Jeremías llama a todos a la responsabilidad respecto a la palabra del Señor, cuya escucha constituye el punto de partida para convertirse. Precisamente con este fin ha ido enviando Dios, a lo largo de toda la historia de Israel, a los profetas, hombres de la Palabra (v.5).
Quien no sigue las advertencias de los profetas, y no se comporta en conformidad con la palabra del Señor, no puede pretender encontrar la salvación, ni siquiera por mucho que frecuente el templo. La actitud asumida respecto a la Palabra es discriminadora. Si escucharla y obedecerla es vivir, no escucharla y no obedecerla es morir. En este caso, el pueblo depositario de la bendición será maldito en virtud de su elección (v.6).
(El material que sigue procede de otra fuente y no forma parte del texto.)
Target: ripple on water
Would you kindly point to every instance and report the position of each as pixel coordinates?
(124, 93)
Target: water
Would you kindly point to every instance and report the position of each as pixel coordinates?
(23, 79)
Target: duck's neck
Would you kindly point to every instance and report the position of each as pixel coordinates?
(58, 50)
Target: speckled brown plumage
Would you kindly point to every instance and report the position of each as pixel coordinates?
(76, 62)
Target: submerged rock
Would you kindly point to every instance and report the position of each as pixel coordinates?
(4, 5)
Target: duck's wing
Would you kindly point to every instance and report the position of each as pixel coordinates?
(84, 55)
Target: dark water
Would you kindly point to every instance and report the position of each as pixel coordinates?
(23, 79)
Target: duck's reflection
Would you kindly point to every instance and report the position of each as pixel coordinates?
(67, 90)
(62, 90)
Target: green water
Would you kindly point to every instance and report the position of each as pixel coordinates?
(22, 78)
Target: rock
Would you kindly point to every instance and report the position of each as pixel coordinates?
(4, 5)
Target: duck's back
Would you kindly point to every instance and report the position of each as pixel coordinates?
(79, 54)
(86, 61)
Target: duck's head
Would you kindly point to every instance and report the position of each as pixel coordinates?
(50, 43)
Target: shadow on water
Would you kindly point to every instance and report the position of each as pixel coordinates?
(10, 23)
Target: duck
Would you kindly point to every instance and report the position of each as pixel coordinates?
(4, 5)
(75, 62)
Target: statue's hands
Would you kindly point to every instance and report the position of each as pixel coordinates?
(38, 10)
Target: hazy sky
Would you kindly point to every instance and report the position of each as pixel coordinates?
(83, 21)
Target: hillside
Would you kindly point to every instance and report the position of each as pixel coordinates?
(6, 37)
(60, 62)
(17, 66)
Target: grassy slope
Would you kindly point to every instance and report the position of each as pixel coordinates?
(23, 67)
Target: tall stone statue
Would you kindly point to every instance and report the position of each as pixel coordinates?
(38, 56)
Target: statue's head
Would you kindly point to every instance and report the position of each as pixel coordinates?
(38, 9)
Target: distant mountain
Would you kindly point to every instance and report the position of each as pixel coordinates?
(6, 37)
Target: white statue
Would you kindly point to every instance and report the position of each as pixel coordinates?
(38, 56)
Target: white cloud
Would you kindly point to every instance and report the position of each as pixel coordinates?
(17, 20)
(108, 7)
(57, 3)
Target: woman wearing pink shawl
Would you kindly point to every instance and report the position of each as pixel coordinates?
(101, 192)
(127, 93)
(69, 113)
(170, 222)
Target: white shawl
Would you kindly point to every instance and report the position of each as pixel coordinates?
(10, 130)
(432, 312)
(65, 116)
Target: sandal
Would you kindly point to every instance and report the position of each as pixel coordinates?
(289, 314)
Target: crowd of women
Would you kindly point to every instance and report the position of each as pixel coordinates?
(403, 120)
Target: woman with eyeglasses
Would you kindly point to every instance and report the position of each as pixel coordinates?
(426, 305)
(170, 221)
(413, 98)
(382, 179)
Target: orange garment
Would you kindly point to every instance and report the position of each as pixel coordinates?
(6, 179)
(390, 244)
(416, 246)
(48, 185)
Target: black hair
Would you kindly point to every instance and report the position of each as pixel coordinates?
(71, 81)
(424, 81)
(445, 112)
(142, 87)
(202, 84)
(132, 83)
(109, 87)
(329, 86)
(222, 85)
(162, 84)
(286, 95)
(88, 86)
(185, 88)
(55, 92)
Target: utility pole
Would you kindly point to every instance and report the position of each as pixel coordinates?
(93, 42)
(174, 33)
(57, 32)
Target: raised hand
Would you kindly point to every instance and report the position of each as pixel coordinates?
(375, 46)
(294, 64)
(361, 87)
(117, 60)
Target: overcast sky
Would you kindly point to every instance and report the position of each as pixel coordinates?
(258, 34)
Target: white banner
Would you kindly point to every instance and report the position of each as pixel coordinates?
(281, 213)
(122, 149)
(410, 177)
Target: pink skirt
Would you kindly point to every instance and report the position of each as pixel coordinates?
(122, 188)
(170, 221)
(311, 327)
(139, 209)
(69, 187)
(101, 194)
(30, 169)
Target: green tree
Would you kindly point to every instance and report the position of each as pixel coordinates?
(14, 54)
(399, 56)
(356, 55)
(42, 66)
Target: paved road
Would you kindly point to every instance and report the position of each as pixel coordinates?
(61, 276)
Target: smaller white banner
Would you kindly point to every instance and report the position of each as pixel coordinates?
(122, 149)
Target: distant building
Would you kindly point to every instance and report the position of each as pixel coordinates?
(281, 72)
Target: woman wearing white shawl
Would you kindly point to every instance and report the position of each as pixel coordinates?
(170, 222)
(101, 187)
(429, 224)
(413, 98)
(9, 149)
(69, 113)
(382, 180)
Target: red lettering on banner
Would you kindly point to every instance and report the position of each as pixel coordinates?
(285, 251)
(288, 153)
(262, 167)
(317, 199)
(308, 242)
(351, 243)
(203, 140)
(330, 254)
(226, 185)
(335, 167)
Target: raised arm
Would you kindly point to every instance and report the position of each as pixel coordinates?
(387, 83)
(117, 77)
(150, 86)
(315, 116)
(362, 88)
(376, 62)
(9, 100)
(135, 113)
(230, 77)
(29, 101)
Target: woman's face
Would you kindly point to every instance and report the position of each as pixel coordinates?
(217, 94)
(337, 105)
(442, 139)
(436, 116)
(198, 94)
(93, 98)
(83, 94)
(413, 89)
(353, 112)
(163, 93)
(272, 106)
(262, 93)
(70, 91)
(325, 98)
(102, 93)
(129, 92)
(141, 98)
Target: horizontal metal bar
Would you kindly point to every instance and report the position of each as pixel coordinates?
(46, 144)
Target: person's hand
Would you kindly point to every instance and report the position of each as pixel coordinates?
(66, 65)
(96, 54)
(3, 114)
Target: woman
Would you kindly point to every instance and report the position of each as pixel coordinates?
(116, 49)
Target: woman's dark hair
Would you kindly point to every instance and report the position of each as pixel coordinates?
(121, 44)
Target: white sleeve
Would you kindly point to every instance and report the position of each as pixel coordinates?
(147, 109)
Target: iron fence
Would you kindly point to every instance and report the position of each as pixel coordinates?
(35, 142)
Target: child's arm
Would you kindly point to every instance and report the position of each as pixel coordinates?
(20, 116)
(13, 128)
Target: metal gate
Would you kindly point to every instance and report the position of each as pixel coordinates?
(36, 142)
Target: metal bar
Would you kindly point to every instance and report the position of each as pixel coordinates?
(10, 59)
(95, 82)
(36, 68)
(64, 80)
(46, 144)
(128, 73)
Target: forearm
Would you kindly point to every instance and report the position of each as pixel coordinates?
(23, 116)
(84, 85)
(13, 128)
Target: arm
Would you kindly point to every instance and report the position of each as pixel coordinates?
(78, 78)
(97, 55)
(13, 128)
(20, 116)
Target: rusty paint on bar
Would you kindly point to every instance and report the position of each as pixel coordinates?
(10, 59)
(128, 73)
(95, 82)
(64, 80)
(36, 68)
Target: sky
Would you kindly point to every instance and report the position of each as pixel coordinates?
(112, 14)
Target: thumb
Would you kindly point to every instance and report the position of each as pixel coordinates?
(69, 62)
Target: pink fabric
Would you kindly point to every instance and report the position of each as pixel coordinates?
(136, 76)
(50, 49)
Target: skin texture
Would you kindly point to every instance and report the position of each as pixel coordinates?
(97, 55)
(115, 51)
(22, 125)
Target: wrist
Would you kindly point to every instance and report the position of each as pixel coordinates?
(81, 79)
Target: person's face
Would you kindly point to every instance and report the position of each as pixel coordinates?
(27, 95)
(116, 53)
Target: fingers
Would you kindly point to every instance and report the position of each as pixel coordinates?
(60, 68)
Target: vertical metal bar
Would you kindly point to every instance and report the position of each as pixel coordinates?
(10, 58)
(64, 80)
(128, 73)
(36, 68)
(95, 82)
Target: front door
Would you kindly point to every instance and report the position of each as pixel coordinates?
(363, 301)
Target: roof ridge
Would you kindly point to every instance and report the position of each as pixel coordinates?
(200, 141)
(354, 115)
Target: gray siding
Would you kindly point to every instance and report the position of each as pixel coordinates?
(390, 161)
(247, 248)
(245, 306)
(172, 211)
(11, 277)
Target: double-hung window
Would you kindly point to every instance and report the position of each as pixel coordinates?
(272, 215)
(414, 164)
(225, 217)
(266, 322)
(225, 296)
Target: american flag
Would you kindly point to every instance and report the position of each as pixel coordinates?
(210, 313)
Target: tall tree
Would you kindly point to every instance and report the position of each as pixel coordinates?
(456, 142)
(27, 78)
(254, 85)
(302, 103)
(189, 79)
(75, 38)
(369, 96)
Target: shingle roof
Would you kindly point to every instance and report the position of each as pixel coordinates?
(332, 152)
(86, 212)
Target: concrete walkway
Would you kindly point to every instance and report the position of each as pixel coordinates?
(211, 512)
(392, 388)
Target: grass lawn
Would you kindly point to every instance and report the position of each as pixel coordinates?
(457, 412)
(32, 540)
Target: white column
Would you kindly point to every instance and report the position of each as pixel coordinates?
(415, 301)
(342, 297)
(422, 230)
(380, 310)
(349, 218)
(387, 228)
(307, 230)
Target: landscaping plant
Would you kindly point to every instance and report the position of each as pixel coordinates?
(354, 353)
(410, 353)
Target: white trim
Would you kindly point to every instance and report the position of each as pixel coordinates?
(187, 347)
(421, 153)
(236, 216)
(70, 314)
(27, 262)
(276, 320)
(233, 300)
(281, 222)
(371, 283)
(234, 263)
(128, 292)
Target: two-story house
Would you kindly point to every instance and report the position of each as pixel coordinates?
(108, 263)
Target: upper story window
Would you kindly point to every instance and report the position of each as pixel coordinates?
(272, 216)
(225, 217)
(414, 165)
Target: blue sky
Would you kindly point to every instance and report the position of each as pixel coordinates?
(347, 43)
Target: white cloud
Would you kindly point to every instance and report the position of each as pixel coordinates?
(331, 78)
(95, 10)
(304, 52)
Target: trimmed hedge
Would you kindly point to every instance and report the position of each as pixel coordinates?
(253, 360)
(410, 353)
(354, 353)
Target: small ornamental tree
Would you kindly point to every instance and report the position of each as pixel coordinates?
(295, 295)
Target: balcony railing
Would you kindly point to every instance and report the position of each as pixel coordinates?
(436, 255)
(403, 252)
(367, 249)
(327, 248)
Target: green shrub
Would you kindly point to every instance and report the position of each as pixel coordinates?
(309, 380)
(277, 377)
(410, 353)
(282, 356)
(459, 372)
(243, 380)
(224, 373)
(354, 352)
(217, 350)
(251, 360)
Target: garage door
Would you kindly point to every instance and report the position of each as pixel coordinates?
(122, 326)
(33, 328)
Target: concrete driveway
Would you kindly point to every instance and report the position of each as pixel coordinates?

En aquel tiempo 54 fue Jesús a su pueblo y se puso a enseñar en la sinagoga. La gente, admirada, decía: "¿De dónde le vienen a éste esa sabiduría y esos poderes milagrosos? 55 ¿No es éste el hijo del carpintero? ¿No se llama su madre María, y sus hermanos Santiago, José, Simón y Judas? 56 ¿No están todas sus hermanas entre nosotros? ¿De dónde, pues, le viene todo esto?". 57 Y estaban desconcertados. Jesús les dijo: "Un profeta sólo es despreciado en su pueblo y en su casa". 58 Y no hizo allí muchos milagros por su falta de fe (Mt 13,54-58).
Terminado el Discurso Parabólico, recoge Mateo otro material narrativo, cuyo variado contenido marca la progresiva separación entre Jesús e Israel y manifiesta la formación específica dada al grupo de los discípulos (Mt 13,54-17,27).
El episodio que abre la sección, y que constituye el fragmento litúrgico de hoy, narra el rechazo que opusieron a Jesús sus paisanos. Del estupor inicial producido por su enseñanza (v.54) se pasa a la pregunta fundamental sobre la identidad del Nazareno.
Los fariseos habían respondido a ella declarándolo afiliado al bando del príncipe de los demonios, por cuya autoridad habría hecho los milagros (Mt12,24). Los habitantes de Nazaret, sin embargo, no dan respuesta alguna. El conocimiento que tienen de su paisano y de su familia se convierte en un obstáculo para creer que sea él el mesías, pues no es posible que un hombre de la condición de Jesús tenga "esa sabiduría y esos poderes milagrosos" (vv.55-56).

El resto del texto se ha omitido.